Here is Euler’s theorem:
Let $a$ and $n$ be integers such that $n>0$ and $\gcd\{a,n\}=1$. Then $a^{\phi(n)} \equiv 1 \pmod n$.
Here is the proof:
Since $\lvert U(n)\rvert = \phi(n)$ and $\gcd\{a,n\}=1$ for all $a\in U(n)$, then $\color{red}{a^{\phi(n)}=a^{\lvert U(n)\rvert}=1}$. Since $U(n)$ is a group under modulo multiplication, $a^{\lvert U(n)\rvert}\equiv 1\pmod n$. Then $n \mid \left( a^{\lvert U(n)\rvert} -1\right)$ or $n \mid \left(a^{\phi(n)}-1\right)$ or $a^{\phi(n)}\equiv 1\pmod n$.
Can someone please explain to me the part in red? Is it saying that $\lvert a\rvert=\lvert U(n)\rvert$? And why is $a$ a generator of $U(n)$? Should $a$ be defined as a positive integer then?
Best Answer
Remember, if $G$ is a finite group of order $n$, then for all $g \in G$ we have $g^n = e$. Since the order of $U(n)$ is $\phi(n)$, then $a^{\phi(n)} = 1$ for all $a \in U(n)$.

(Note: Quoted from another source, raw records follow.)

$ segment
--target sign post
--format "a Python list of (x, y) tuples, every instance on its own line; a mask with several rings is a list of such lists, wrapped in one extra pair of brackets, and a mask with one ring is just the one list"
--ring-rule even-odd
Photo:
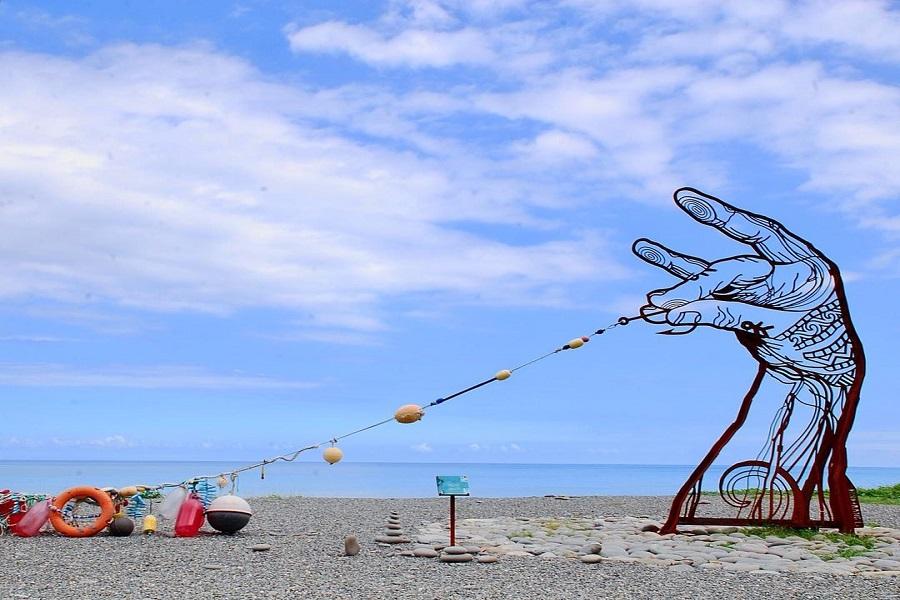
[(450, 545), (456, 545), (456, 497), (469, 495), (469, 478), (465, 475), (438, 475), (438, 496), (450, 496)]

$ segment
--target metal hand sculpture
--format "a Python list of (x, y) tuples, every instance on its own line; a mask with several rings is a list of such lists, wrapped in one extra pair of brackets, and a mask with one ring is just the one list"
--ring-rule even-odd
[[(675, 202), (754, 253), (706, 261), (638, 240), (637, 256), (679, 279), (647, 294), (645, 320), (671, 325), (663, 332), (669, 334), (696, 327), (734, 332), (759, 368), (735, 421), (676, 495), (661, 533), (675, 531), (679, 523), (775, 523), (852, 532), (862, 526), (862, 514), (846, 474), (846, 442), (865, 357), (837, 265), (767, 217), (692, 188), (676, 191)], [(720, 478), (719, 494), (735, 516), (698, 516), (703, 476), (744, 424), (767, 374), (789, 389), (760, 453), (730, 466)]]

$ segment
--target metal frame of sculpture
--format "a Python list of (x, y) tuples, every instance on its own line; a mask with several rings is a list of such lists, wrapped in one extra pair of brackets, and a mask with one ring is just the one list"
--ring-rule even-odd
[[(701, 326), (731, 331), (758, 369), (737, 417), (675, 496), (660, 533), (672, 533), (679, 524), (777, 524), (843, 532), (861, 527), (856, 488), (847, 477), (847, 435), (865, 356), (837, 265), (781, 223), (693, 188), (676, 191), (675, 203), (754, 253), (706, 261), (650, 240), (636, 241), (638, 257), (679, 280), (647, 294), (644, 319), (670, 325), (662, 332), (670, 335)], [(719, 495), (734, 516), (699, 516), (703, 478), (743, 426), (767, 375), (788, 391), (759, 454), (728, 467), (718, 482)]]

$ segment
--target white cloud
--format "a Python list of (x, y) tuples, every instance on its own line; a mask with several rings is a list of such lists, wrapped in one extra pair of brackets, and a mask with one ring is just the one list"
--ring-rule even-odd
[(486, 64), (494, 59), (481, 32), (407, 29), (393, 36), (364, 25), (326, 21), (288, 29), (295, 52), (346, 52), (362, 61), (387, 66), (448, 67)]
[(205, 47), (0, 64), (0, 296), (285, 307), (321, 336), (377, 331), (394, 295), (555, 303), (623, 273), (596, 235), (511, 245), (455, 227), (529, 224), (546, 199), (467, 148), (397, 149), (417, 135), (405, 115), (389, 143), (345, 131), (362, 98), (387, 113), (390, 96), (273, 84)]
[(309, 389), (316, 383), (247, 374), (224, 374), (184, 366), (93, 369), (58, 364), (0, 363), (0, 385), (208, 390)]
[(50, 442), (54, 446), (64, 448), (130, 448), (137, 444), (124, 435), (107, 435), (100, 438), (52, 438)]

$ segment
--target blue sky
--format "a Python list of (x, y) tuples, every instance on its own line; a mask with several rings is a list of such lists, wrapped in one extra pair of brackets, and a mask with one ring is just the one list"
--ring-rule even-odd
[[(741, 252), (691, 185), (841, 265), (851, 463), (897, 466), (898, 67), (887, 2), (4, 1), (0, 456), (254, 459), (426, 403), (633, 314), (671, 283), (638, 237)], [(655, 331), (347, 460), (693, 463), (754, 363)]]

Notice that $\mathbb{Z}/n\mathbb{Z}$ consists of equivalence classes and $U(n) = \{ \overline{a} \in \mathbb{Z}/n\mathbb{Z} \,:\, \gcd(a,n) = 1\}$. So the elements of $U(n)$ can be viewed as integers as long as you understand that we are really identifying the classes with representatives from each class (which are integers). For instance, in $U(12)$ we consider $5$ and $17$ to be the same element since they represent the same equivalence class in $\mathbb{Z}/12\mathbb{Z}$.
Also, if $n$ is not prime then $U(n)$ may not be cyclic (hence does not have a generator).